Today we went to the biggest tourist attraction in Ecuador. Any guesses as to what it was?
If you guessed the equator, you are correct! Mitad del Mundo is exactly the tourist trap that one would envision. There’s the entrance fee, the high priced restaurants and souvenir shops, and of course the photo opps. But aside from all that it was a pretty cool place.
As we walked in there was an indigenous “village” with different types of houses typically found in the various regions of Ecuador. If you are unfamiliar with the different regions, let me educate you. The Andes run down the middle of Ecuador and are the country’s highlands. To the east there’s the oriente, in which lies the jungle and is the beginning of the Amazon basin. West of the Andes are the coastal lowlands. Since the geography is so vastly different the indigenous people from each of these areas vary as well.
We happened to be the only ones there, so the woman who worked in that section was able to give us the Grand Tour and answer all of our questions. It was a nice glimpse for all of us to see the similarities and differences in the native homes.
After leaving the village we came upon a chocolate museum which covered the history and cultivation of chocolate. The boys had a wonderful time grinding the seeds into powder.
Finally we made it to the monument marking the equator. We did the tourist thing that everyone must do and then went inside the monument. Inside an elevator takes you to the top to provide views of the mountains all around.
After the views you then go downstairs a level at a time since they have a museum set up that covers a great variety of information.
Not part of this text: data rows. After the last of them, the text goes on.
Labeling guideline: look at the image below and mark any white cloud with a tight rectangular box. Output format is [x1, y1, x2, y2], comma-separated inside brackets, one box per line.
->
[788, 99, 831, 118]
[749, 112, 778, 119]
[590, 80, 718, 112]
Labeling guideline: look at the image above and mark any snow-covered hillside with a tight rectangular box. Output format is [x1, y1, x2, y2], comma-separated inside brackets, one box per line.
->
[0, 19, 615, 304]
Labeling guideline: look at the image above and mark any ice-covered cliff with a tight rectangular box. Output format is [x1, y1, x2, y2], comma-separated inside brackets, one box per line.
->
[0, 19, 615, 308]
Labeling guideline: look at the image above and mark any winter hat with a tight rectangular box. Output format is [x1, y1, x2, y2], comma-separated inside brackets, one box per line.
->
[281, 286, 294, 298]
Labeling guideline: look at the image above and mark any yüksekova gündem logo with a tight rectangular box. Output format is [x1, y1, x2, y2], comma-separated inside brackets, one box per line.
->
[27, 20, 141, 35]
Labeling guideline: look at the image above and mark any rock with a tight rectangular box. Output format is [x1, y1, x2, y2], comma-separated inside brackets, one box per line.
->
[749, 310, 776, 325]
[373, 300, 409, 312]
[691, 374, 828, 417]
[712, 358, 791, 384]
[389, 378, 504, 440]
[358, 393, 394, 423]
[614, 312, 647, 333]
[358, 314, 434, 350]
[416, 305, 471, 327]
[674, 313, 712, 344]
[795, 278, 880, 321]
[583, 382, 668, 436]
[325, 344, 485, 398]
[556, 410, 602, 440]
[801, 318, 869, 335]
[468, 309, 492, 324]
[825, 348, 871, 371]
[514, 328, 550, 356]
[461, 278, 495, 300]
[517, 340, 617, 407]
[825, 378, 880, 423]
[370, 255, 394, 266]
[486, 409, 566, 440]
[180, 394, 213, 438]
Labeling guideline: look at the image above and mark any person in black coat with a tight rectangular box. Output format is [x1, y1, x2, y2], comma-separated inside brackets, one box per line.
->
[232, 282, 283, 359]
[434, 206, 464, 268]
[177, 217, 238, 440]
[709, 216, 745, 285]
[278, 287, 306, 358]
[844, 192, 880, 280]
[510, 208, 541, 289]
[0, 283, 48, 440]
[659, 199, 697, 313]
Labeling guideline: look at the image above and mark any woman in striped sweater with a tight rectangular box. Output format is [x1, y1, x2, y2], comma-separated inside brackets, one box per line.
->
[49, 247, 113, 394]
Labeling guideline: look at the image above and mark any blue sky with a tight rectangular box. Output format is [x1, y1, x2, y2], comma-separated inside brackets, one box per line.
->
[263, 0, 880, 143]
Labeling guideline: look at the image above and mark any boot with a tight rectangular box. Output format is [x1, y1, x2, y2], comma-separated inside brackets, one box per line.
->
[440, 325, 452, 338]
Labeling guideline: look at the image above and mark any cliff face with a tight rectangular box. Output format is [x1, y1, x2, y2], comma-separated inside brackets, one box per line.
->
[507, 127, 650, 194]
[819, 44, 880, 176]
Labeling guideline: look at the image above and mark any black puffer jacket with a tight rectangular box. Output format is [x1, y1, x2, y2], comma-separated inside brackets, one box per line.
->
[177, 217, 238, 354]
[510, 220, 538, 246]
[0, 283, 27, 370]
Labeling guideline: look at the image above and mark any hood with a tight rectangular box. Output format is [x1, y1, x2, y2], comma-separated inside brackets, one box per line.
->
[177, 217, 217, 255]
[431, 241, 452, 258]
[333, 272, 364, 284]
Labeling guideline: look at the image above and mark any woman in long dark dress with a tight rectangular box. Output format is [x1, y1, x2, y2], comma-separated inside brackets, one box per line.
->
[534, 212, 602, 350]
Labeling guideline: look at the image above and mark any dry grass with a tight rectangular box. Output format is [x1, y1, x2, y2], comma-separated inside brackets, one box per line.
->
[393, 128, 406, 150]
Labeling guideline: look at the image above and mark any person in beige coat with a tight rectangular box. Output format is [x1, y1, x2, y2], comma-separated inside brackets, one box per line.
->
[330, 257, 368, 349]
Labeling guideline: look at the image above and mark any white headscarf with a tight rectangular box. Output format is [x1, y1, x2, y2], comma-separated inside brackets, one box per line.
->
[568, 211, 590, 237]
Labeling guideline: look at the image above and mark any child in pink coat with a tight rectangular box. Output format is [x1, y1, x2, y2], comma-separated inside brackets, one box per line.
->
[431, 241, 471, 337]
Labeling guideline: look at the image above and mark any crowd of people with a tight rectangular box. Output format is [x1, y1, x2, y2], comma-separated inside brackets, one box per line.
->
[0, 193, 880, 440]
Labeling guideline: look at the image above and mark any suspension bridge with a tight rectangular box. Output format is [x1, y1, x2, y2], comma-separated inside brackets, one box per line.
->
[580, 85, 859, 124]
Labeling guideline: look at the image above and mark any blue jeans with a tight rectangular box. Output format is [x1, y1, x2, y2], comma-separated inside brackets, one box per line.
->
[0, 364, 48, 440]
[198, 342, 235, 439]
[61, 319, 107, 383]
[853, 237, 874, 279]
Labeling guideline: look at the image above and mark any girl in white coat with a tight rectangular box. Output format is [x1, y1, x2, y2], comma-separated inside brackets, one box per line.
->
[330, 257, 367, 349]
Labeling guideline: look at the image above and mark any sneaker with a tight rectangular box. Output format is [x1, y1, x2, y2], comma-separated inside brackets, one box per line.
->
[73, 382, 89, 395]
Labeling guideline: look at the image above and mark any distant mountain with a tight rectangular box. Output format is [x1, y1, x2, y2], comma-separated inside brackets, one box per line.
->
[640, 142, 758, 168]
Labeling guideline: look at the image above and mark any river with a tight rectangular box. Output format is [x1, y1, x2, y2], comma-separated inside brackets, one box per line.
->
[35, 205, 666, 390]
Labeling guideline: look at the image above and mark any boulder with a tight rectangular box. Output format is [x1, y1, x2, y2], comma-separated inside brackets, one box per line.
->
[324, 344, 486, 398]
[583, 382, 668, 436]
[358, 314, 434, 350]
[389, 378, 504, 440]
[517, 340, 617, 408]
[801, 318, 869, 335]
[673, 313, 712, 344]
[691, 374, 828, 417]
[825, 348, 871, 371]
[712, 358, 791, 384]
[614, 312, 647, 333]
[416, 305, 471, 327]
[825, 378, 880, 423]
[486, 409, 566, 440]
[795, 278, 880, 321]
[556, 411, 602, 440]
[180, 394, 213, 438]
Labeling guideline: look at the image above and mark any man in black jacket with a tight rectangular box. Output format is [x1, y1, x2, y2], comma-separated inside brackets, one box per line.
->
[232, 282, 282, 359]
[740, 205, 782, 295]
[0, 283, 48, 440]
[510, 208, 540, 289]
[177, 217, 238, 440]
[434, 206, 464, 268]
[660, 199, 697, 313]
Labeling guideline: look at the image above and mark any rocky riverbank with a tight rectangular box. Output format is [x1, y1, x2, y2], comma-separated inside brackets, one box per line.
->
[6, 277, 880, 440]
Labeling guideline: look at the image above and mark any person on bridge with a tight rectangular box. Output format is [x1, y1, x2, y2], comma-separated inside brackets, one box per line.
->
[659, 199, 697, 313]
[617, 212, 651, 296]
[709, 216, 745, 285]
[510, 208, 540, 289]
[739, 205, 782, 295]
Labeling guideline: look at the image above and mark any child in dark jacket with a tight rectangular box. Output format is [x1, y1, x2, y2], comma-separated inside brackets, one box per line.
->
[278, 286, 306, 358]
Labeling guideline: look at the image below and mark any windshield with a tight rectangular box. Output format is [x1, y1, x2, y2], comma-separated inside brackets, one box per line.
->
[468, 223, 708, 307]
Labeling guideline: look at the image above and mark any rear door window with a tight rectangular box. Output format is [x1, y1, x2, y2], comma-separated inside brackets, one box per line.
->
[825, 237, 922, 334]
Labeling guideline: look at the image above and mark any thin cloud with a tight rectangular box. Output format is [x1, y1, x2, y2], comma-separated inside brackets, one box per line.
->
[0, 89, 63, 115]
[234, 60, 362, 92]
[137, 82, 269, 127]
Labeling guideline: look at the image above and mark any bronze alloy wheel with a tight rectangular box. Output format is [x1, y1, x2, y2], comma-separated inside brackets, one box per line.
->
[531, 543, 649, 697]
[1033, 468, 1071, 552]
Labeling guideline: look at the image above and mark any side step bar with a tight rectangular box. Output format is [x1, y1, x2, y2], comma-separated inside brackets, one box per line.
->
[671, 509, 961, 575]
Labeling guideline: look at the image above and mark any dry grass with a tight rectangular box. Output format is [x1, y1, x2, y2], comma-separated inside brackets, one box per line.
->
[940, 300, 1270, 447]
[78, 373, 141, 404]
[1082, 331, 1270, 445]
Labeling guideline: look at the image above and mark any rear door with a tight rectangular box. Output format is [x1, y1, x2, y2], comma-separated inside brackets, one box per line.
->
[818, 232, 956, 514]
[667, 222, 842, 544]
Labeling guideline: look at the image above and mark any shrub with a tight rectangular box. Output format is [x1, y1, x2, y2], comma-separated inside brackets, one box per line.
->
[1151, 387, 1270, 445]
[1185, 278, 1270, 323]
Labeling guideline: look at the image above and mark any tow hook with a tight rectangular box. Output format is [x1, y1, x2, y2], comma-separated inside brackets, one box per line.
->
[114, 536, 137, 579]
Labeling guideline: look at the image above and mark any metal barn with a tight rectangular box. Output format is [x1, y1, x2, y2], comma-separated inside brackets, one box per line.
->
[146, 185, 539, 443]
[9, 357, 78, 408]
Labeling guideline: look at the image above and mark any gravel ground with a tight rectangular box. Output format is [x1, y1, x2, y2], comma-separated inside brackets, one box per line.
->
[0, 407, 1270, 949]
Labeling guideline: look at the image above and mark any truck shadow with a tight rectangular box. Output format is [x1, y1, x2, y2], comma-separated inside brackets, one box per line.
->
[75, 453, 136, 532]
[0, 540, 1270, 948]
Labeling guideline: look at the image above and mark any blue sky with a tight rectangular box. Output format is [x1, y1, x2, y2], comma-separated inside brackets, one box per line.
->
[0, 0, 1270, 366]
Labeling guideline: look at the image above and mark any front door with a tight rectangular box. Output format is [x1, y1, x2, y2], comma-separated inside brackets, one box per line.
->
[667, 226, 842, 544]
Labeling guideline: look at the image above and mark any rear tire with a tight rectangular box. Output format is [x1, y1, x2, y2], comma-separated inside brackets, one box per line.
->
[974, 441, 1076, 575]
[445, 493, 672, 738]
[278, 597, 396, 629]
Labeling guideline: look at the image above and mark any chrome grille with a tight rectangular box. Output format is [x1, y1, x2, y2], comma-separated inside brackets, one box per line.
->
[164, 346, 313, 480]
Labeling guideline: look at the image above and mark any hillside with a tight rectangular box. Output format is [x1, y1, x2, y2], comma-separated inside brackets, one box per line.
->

It goes through the first geodesic mission to Ecuador funded by Louis XV of France. There are interesting interactive displays about the seasons, the earth’s gravitational pull, the magnetic poles, and the coriolis effect. It was a one of a kind learning experience that I hope they’ll remember.
We were all hungry after walking all day, and Israel had seen a restaurant that had cuy near the bus stop. Cuy is what they call guinea pig here and indigenous people from the Andes have been raising these cute and cuddly animals for meat for thousands of years. It’s one of those native foods that we have been waiting to try. Jovani and Judah had no interest in tasting the delicious barbecued rodent since they have befriended quite a few on this trip. We respected their wishes, mainly because it left more for us. Israel and I really enjoyed the flavor, but Joaquin did not. His refined palate prefers other tastes.
We’re getting exhausted from being on the go all the time. Tomorrow is our last touristy day here since on Thursday we have Jovani’s dr. appointment and we’ll spend the rest of the day packing. We’re all looking forward to some down time.